Ramoz Nicolas, Reichert Jennifer G, Corwin Thomas E, Smith Christopher J, Silverman Jeremy M, Hollander Eric, Buxbaum Joseph D
Laboratory of Molecular Neuropsychiatry, Department of Psychiatry, Seaver Autism Research Center, Mount Sinai School of Medicine, New York, New York 10029, USA.
Biol Psychiatry. 2006 Jul 15;60(2):186-91. doi: 10.1016/j.biopsych.2006.01.009. Epub 2006 Apr 17.
The serotonin transporter (5-HTT) has long been considered likely to play a role in autism. Hyperserotonemia has been consistently found in a proportion of autistic patients, and the use of selective serotonin reuptake inhibitors (SSRIs) can have a positive effect in treating some symptoms of autism. Specific variants of the 5-HTT gene, SLC6A4, especially the insertion-deletion 5-HTTLPR promoter locus, have been found to modulate its expression and transporter function.
We examined the transmission of the short or long allele of 5-HTTLPR locus to affected individuals, using a large cohort of 352 families. In addition, we screened five single nucleotide polymorphisms (SNPs) in the 5' region of SLC6A4 previously reported to be positively associated with autism, as well as 4 additional SNPs also in the 5' region.
No association of the 5-HTTLPR locus with autism was found.
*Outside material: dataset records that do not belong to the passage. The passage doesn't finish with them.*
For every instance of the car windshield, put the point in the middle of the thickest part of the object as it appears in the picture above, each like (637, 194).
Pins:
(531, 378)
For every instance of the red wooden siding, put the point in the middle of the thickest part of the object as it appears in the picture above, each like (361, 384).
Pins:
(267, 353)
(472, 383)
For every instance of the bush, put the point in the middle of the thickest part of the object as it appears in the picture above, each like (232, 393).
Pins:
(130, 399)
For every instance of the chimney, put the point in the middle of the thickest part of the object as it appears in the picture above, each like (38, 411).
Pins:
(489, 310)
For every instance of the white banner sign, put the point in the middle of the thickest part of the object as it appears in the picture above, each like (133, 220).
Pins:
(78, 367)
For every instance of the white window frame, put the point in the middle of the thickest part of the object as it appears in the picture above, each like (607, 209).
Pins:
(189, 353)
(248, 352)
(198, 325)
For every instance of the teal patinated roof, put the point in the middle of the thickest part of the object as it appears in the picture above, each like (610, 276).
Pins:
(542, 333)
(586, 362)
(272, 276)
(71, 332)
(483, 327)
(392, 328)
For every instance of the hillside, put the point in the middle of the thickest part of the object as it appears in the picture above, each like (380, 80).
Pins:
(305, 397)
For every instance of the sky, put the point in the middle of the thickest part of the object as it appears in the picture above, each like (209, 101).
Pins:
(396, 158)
Furthermore, no evidence for association of any of the nine SNPs covering the SLC6A4 gene, or any of their haplotypes, was observed in our study. Using obsessive-compulsive behaviors (OCB), severe OCBs or rigid-compulsive subsets of our cohort gave the same negative results.
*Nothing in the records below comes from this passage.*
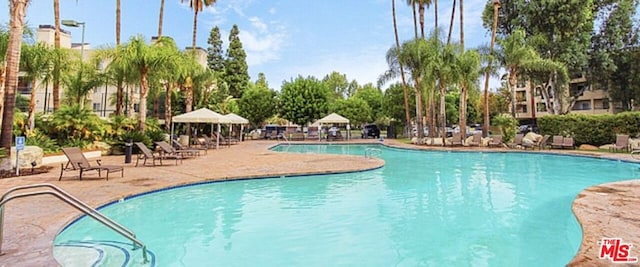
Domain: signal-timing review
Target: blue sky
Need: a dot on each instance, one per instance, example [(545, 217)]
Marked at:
[(282, 38)]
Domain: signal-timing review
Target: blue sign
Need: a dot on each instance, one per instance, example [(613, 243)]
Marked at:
[(20, 143)]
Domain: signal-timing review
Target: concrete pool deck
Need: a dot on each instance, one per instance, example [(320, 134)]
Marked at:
[(30, 226)]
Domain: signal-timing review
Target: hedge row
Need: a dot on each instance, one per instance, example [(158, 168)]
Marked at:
[(591, 129)]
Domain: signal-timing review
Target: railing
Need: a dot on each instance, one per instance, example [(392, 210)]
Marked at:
[(372, 152), (74, 202)]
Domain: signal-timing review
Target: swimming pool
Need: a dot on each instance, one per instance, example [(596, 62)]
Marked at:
[(422, 208)]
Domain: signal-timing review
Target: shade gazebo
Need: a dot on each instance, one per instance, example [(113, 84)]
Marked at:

SLC6A4 variants do not appear to be significantly involved in the liability to autism.
长期以来,血清素转运体(5-HTT)被认为可能在自闭症中发挥作用。在一定比例的自闭症患者中一直发现有高血清素血症,并且使用选择性血清素再摄取抑制剂(SSRI)对治疗自闭症的某些症状可能有积极作用。已发现5-HTT基因SLC6A4的特定变体,尤其是插入缺失5-HTTLPR启动子位点,可调节其表达和转运体功能。
我们使用352个家庭的大型队列,研究了5-HTTLPR位点的短等位基因或长等位基因向受影响个体的传递。此外,我们筛选了先前报道与自闭症呈正相关的SLC6A4 5'区域中的五个单核苷酸多态性(SNP),以及同样在5'区域中的另外4个SNP。
未发现5-HTTLPR位点与自闭症有关联。此外,在我们的研究中,未观察到涵盖SLC6A4基因的九个SNP中的任何一个或其任何单倍型存在关联的证据。使用我们队列中的强迫行为(OCB)、严重OCB或刻板强迫性子集得出了相同的阴性结果。
SLC6A4变体似乎未显著参与自闭症易感性。